Generally aphids are found in aggregations on tender new growth. They are fairly sedentary and don’t move much unless disturbed. Aphids have needle-like piercing/sucking mouthparts. These are inserted into the plant and sap is withdrawn. They suck in more than they can use. The excess comes out the two cornicles, (which look like tailpipes) on the abdomen and is often called honeydew. Honeydew is a sugary protein substance that may be fed upon by other insects such as ants. Honeydew that isn’t taken by the ants drops to the leaf surface and serves as a medium for the development of fungus such as sooty mold. Sooty mold can coat the leaf and reduce its food making ability.
Aphid females generally reproduce asexually producing more females. The adults live about three weeks and can produce large numbers in a short time. Males usually produced prior to winter then mating occurs and the eggs are laid to overwinter under bark or bud scales. Large numbers of aphids can reduce the plant vigor; however the loss of sap generally does not pose a serious threat to healthy, established plants, trees and shrubs. While feeding, aphids inject saliva into the plant. Some aphids do little damage, while the saliva others causes curled or distorted growth or transmit plant viruses.
CONTROL: Before resorting to chemical methods check for natural controls at work.

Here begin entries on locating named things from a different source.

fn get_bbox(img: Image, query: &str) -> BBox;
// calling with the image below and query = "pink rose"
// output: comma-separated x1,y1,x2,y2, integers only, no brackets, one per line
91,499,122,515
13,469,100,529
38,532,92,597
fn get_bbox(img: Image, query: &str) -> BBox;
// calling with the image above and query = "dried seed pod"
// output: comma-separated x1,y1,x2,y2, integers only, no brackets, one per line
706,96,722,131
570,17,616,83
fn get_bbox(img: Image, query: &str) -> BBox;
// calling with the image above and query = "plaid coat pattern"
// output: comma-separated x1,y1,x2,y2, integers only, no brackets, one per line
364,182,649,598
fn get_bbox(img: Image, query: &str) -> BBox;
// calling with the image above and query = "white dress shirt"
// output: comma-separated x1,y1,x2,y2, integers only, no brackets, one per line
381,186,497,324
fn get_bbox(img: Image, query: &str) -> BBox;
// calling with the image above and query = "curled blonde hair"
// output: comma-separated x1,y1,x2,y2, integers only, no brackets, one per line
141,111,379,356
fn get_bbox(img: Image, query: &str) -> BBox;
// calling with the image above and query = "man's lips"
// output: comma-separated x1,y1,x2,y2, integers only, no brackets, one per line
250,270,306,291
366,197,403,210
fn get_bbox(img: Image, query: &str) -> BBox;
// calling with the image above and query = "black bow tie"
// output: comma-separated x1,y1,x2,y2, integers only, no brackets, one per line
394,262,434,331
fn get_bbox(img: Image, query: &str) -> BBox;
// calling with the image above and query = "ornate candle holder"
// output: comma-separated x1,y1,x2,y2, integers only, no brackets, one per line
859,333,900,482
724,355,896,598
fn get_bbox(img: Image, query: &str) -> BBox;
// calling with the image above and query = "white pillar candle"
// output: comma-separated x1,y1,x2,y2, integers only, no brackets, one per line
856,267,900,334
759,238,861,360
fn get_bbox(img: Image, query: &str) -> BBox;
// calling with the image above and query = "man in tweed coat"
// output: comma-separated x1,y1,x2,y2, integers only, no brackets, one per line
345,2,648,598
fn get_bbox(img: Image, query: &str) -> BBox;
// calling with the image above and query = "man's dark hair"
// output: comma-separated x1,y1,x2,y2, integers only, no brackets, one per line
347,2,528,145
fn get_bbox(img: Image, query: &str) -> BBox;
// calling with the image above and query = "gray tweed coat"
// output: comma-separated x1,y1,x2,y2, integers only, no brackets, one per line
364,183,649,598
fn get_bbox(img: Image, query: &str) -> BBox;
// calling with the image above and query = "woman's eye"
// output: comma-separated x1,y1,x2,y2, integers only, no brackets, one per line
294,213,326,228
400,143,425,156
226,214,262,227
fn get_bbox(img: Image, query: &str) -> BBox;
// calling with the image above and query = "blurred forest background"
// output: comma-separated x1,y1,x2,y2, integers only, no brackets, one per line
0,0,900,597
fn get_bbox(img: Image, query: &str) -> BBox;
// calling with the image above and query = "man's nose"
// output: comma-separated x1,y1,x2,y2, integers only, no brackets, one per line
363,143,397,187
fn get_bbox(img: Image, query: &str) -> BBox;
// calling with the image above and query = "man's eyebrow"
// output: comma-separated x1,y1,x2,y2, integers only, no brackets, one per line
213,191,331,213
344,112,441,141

Biological: Many natural enemies are usually present in the yard already. There are several species of ladybugs or ladybird beetles which feed on aphids. Their larvae (young) also eat aphids. Other aphid predators include green lacewings and their larvae (called aphid lions), syrphid fly (hover fly) larvae, predacious stink bugs and assasin bugs, and the praying mantis. Some wasps and fungi parasitize aphids and help control their levels.
Mechanical: Aphids can be removed by pruning out the affected part of the plant. For a light infestation using a strong spray from the garden hose directed at the aphids can knock them off where they will die if not eaten by predators. If infestation is light, pick them off with your fingers. Maintain good screening on windows to prevent access to houseplants.
Chemical: Some plant species are very sensitive to nitrogen and an outbreak can be triggered by a high nitrogen fertilizer. Use a slow release fertilizer. Options include summer oils, insecticidal soaps, cyfluthrin, imidacloprid or malathion. Spot treat with a pyrethrin based insecticide. These products kill by contact so thorough spray coverage is essential. Read the label carefully before purchase and use. Insure the target pest and plant are on the label. Some insecticides and formulations might burn desirable plants. Indoors use only pesticides that are labeled for control of insects inside. FOLLOW ALL INSTRUCTIONS ON LABEL.